# Adding Keyless Entry? (1990 GXE)



## HuPeRcHiLd (Oct 13, 2007)

My Maxima, like near all Maxima's has power everything (windows, locks etc) and it's an automatic. I really want keyless entry on it.

What is the best option for me? Is there a keyless entry system that I can get from the dealership? Should I just install a aftermarket keyless entry/remote starter? Any help on this would be greatly appreciate.

Thanks


----------



## ProphetVG30E (Jan 14, 2008)

ur better off going aftermarket. who knows how much wiring nd fabrication their will be to put the keypad in the door handle


----------



## HuPeRcHiLd (Oct 13, 2007)

Well, I already have the keypad in the door handle, but I have not gotten it to work (only tried 5 times). I wasn't sure if I was entering the door code properly though. Is there a certain technique? Is there a way to reset the code to a default number? What is the default number?

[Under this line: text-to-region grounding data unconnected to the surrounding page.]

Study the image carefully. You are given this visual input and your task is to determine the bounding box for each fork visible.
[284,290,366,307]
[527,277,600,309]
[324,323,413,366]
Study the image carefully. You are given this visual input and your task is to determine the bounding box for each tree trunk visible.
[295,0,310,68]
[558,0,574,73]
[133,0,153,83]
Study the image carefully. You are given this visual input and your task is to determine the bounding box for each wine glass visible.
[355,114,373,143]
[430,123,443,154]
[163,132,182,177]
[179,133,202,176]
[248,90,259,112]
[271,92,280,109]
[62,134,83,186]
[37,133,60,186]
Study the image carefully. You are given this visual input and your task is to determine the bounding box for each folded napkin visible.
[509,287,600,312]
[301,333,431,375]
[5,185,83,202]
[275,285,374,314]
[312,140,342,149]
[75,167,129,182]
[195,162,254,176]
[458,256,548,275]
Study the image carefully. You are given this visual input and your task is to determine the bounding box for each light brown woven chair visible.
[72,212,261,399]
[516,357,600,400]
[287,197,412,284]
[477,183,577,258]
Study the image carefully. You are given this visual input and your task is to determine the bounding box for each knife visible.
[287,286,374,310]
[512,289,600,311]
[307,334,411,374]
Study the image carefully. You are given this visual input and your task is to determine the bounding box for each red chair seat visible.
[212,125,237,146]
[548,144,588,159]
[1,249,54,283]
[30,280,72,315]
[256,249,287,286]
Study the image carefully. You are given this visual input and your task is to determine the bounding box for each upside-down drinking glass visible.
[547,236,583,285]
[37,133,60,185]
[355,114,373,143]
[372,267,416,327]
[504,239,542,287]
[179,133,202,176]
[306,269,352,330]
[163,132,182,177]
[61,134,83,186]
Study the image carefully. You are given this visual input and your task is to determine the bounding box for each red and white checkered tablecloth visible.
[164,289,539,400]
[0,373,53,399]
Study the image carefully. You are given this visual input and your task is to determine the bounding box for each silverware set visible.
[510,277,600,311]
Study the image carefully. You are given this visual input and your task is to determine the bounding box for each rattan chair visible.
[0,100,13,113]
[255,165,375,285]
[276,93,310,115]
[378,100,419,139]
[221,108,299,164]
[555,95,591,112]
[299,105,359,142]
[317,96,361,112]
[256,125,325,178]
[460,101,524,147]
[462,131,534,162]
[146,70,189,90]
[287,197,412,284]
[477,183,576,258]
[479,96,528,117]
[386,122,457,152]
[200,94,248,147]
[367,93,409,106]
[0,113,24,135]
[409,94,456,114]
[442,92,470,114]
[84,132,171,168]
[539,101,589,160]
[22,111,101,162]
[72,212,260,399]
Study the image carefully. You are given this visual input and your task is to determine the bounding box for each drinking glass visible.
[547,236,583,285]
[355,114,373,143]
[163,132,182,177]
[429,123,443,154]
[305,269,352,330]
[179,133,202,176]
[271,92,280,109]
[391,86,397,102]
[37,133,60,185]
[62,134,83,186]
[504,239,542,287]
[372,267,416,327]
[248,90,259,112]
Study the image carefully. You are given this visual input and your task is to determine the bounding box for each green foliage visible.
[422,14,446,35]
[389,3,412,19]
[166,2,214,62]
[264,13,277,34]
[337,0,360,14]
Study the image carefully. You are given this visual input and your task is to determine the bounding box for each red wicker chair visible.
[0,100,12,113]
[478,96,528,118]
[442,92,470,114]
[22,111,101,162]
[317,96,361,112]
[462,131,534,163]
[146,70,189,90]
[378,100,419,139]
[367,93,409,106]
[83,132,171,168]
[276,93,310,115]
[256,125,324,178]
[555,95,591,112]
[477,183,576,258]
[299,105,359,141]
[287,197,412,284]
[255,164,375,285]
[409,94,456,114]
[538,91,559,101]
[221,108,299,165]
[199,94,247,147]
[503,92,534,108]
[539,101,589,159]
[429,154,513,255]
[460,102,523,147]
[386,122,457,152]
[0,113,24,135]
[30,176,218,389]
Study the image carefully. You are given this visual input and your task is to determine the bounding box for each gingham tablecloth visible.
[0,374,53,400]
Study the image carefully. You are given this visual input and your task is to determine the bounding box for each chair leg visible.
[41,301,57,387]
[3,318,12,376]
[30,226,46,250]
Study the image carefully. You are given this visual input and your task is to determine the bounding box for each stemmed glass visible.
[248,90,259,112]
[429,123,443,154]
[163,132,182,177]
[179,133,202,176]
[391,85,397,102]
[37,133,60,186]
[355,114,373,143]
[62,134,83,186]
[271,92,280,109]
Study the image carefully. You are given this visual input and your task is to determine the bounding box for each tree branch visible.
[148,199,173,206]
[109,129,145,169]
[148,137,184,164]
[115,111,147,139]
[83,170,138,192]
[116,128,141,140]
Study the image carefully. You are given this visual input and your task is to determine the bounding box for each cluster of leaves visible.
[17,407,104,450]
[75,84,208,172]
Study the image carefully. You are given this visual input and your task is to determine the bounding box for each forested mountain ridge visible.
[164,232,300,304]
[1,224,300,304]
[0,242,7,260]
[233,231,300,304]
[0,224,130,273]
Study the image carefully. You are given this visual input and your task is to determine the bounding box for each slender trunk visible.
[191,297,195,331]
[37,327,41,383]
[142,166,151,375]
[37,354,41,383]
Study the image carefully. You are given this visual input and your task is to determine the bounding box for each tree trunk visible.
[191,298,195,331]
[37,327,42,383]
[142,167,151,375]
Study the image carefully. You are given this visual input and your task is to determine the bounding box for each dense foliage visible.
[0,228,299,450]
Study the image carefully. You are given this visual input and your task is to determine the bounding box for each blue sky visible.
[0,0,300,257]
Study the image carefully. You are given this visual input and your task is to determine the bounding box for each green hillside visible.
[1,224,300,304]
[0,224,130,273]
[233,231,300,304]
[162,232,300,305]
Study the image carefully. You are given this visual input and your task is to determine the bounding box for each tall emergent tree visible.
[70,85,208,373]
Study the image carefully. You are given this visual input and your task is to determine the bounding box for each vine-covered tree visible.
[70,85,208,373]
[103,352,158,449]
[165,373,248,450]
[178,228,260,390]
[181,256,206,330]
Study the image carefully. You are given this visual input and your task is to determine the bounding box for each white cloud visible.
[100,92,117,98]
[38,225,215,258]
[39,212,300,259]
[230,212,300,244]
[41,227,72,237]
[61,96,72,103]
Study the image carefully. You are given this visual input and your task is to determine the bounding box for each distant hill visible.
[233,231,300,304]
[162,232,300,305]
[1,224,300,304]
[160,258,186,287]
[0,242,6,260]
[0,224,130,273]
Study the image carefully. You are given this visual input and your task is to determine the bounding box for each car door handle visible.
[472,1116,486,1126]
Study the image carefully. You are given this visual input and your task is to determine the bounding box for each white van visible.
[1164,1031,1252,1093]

I'm not as interested in the keypad.....I just don't want to fumble for the keys every time I get to the door.


----------



## internetautomart (Mar 8, 2004)

there is a master reset code (different for each car) that will allow you to change the code.
does your key pad light up / beep at you?
and adding aftermarket remote keyless entry is your ONLY option if you want a remote. The factory did not install one on the 3rd gen (dealer did)


----------



## HuPeRcHiLd (Oct 13, 2007)

No my keypad doesn't do anything. Does that mean it's buggered? Is there anyway to repair it?


----------



## internetautomart (Mar 8, 2004)

you may need a new keypad for it to work.
does either side function?
personally I'd install a remote one. much cheaper and easier.


----------



## S12_forgotten_silvia (Mar 20, 2008)

another thing about the keypad. if you can get a hold of a high tech obd-II scanner like an ETHOS, you can get into the BCM and find the keypad code. but im here trying to find answers about a remote for my maxima too


----------



## internetautomart (Mar 8, 2004)

S12_forgotten_silvia said:


> another thing about the keypad. if you can get a hold of a high tech obd-II scanner like an ETHOS, you can get into the BCM and find the keypad code. but im here trying to find answers about a remote for my maxima too


oh STFU!! you have no clue on what you are babbling.
there is no BCM, OBDII only applied to 96 or newer maximas. and the 3rd gen was never factory produced with a remote.


----------